Friday, July 06, 2007

New Bar Passage Standards

Link to the article at in the title above to read a story about the ABA tightening bar passage standards under pressure from the Dept. of Education. Many law deans oppose to the new standards. Schools being accredited must...

meet one of two criteria. Under the first, they would need to show that in at least three of the most recent five years, first-time test takers passed at no more than 10 points below the first-time bar passage rates for graduates of other accredited law schools taking the bar in the same jurisdiction.

Also under the first criterion, schools in which more than 20% of their graduates take the bar exam for the first time in other jurisdictions would need to demonstrate that at least 70% of their first-time test takers passed during the two most recent bar-exam periods.

As an alternative to the first criterion, schools would need to demonstrate that 80% of their graduates who took the exam anywhere in the country passed within three attempts, within three years of graduation. ...

The ABA's attempt to revise the standard is part of its bid to the Department of Education to remain as the accrediting body for law schools.

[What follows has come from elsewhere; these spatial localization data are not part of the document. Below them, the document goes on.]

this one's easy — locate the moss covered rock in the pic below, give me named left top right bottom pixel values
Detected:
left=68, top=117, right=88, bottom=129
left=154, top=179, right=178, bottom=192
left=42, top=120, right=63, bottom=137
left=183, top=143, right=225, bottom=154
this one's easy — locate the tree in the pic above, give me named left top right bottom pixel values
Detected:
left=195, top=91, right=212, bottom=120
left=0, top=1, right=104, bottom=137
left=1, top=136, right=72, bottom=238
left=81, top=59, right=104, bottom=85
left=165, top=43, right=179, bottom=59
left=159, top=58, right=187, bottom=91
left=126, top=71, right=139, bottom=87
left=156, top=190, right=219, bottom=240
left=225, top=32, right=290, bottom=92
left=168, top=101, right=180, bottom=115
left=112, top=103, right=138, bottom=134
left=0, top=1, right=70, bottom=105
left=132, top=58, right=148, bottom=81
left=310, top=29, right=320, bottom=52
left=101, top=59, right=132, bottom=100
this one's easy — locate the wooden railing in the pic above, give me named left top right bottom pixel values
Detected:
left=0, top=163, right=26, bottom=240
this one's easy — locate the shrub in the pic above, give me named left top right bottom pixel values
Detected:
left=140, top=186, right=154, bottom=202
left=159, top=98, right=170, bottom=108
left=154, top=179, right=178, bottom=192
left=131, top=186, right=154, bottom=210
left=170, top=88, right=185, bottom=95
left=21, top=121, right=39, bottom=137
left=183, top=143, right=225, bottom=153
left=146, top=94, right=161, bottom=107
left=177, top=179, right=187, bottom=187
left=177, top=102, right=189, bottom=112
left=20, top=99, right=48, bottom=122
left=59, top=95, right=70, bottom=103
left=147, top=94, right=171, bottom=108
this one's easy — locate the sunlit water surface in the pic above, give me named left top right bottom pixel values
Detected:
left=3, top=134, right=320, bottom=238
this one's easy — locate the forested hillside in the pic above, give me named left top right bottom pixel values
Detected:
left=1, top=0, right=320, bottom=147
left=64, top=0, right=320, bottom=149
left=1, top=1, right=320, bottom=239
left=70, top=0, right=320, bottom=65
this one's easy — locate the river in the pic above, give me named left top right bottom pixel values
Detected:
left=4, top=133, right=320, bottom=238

Last month, the Department of Education extended the ABA's power to continue accrediting for only 18 months, instead of a five-year term that it received in the past.

The two organizations have butted heads, in part, because of the disagreement over the ABA's diversity rule — Standard 212 — which the ABA revised at its annual conference last summer. The standard requires law schools to demonstrate by "concrete action" that they are admitting minority students. Opponents assert that the requirement is unlawful.
The ABA House of Delegates will vote on the new standards at the ABA annual meeting this August.